Like I said, I made this decision quite some time ago and so far nothing has happened to make me change my mind. Here's my question now, should I tell him about my decision or just keep him in the dark until the time comes?

For the last 3 years or so since I made the decision, I've been fine with just letting things go as they are but recently I've been thinking that it might not be fair to him. At the same time, it may stir up a hornets nest that's better left alone. I'm just not sure at this point. Any thoughts?


----------



## TGolbus (Nov 3, 2008)

Could anything make you want to stay?

Why did you make this decision? Is he abusive? Are you a good wife?


----------



## Blanca (Jul 25, 2008)

i think you should tell him. and if you are going to tell him, also have a list of things that he can do that would make you want to stay. just dont make it too long. you've been holding in a lot over the years so it'll be hard not to let it all pour out, but that can clog up the filter, so to speak. so maybe just talk about a few things he can do that woudl make you want to stay. If he doesnt do them, well, i guess you have your answer. it also might not be a bad idea to ask him what you can do, too.


----------



## ladybugd (Apr 6, 2009)

TGolbus said:


> Could anything make you want to stay?
> 
> Why did you make this decision? Is he abusive? Are you a good wife?

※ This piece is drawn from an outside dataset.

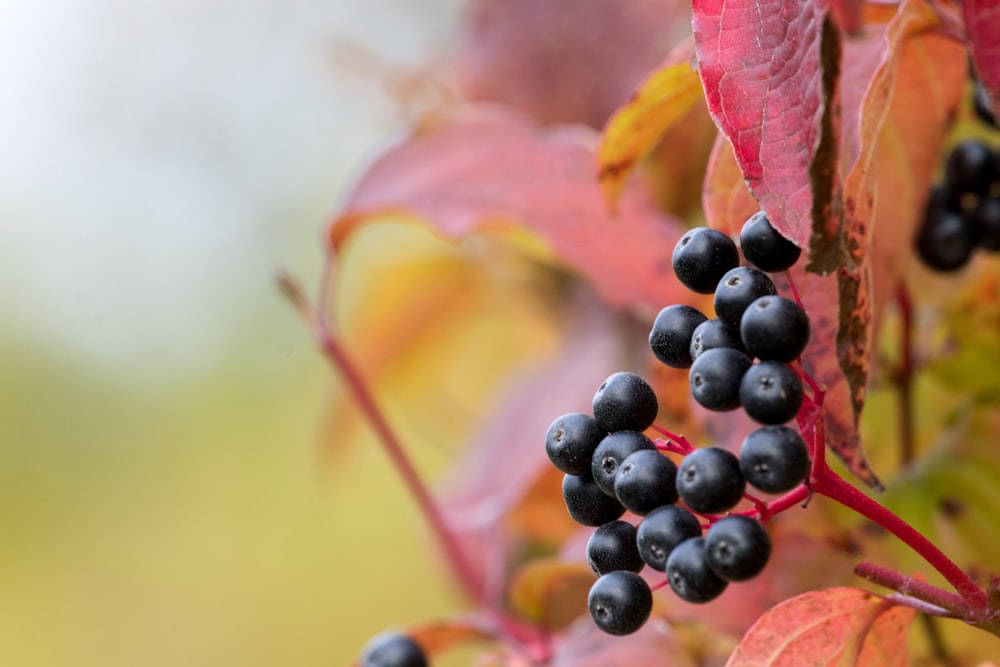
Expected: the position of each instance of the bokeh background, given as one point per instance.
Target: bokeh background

I'd stay if he would go back to being the guy I dated so long ago and not the guy he is currently.

I made the decision because even after repeatedly telling him how unhappy I am and what I'd like to see happen, nothing changed and I just feel like he doesn't care. He's not abusive, at least not physically and I really don't even think he's mentally abusive; just incredibly apathetic. 

The last question is a little harder to answer. The first two years we were married, I was a horrible wife. I realize the error of my ways shortly after our second anniversary. Long story short, I was flipping through channels on the TV one day and PBS was showing John Gray's lectures on Mars and Venus. After watching it, I realized just how terrible I'd been and went to him, told him and let him know that I would change and I did. I changed a lot of things for the better.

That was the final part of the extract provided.